Ele explica que a Ásia e a Europa, principais mercados da heroína, compram especialmente a produção de Mianmar (ex-Birmânia), do Laos, do Afeganistão, do Vietnã e da Tailândia. Colômbia e México, que abraçaram o negócio no final da década de 90, abastecem sobretudo os EUA. Para tal, aproveitam os trajetos da cocaína, inclusive os que passam pelo Brasil.
"Acontece que, tanto os norte-americanos quanto os europeus começam a trocar a heroína por ecstasy e similares. Aquela é uma substância depressora, relaxa. Essas são psicoativas. Deixam o usuário desperto, permitindo-lhe dançar a noite inteira", prossegue Maierovitch. "Em consequência da nova moda, vai sobrar heroína no Primeiro Mundo. Quem receberá o refugo? O Terceiro, claro."
Eis, então, o perigo. Se atualmente o país funciona como mero corredor da heroína (a maior parte circula por aqui, mas não fica), poderá em breve se converter num consumidor. "Foi assim que se deu com a cocaína. Nos anos 80, servíamos de rota para o produto.
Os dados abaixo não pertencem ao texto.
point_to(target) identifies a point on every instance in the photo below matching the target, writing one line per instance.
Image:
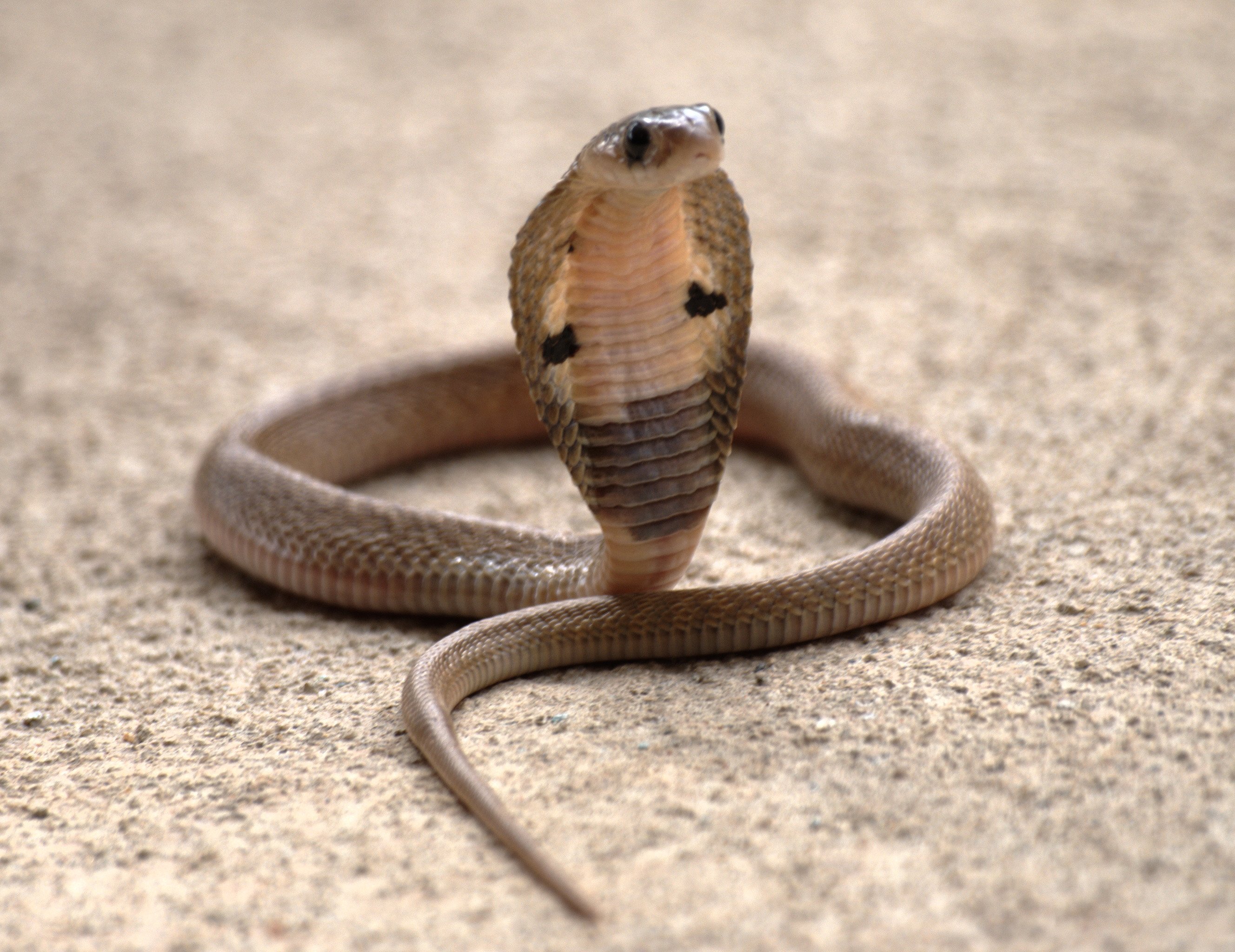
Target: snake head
(655, 149)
Depois, acabamos nos transformando em mercado", lembra o psiquiatra Ronaldo Laranjeira, presidente da Associação Brasileira de Estudos do Álcool e Outras Drogas.
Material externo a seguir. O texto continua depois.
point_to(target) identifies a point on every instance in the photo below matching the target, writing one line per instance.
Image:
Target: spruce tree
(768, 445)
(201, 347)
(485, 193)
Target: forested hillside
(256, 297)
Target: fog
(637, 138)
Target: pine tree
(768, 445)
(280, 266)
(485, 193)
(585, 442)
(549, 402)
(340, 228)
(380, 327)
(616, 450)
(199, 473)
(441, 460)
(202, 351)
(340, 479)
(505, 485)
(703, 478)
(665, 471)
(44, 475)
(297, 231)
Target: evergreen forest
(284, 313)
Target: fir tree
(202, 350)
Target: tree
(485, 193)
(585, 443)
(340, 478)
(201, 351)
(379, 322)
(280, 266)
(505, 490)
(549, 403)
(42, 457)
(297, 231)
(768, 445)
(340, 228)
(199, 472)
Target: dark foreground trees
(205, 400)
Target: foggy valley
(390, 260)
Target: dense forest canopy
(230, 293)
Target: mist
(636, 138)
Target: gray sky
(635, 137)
Um levantamento de 2001, realizado pela Universidade Federal de São Paulo (Unifesp), sinaliza que a oferta interna de heroína ainda se mostra pequena. A pesquisa escutou 8.589 pessoas em 107 cidades e constatou que 2,3% dos entrevistados utilizaram cocaína uma ou mais vezes na vida. Cerca de 7% usaram maconha. No entanto, somente 0,1% experimentou heroína.
A baixa oferta encarece a substância, que custa em torno de US$ 100 a grama. "À medida que o refugo dos EUA chegar, o preço baixará", aposta Maierovitch.
Embora tímido, o tráfico já se verifica entre os paulistanos. A polícia local prendeu, em junho de 2002, um empresário que negociava 10 gramas de heroína. Foi a primeira detenção do gênero em mais de uma década.
"No meu consultório de Pinheiros, tratei há pouco tempo de três dependentes. Todos se viciaram no Brasil, o que me surpreendeu. Clinico desde 1987 e via apenas casos de dependência adquirida fora do país", conta a psiquiatra Sandra Scivoletto, coordenadora do Grupo Interdisciplinar de Álcool e Drogas da USP.
"Outros colegas dão testemunhos parecidos", afirma o também psiquiatra João Carlos Dias, que organiza o simpósio da ABP. "Daí o nosso interesse em discutir o tema." O evento terá como principal palestrante o médico americano Eric Strain, que leciona na Universidade Johns Hopkins.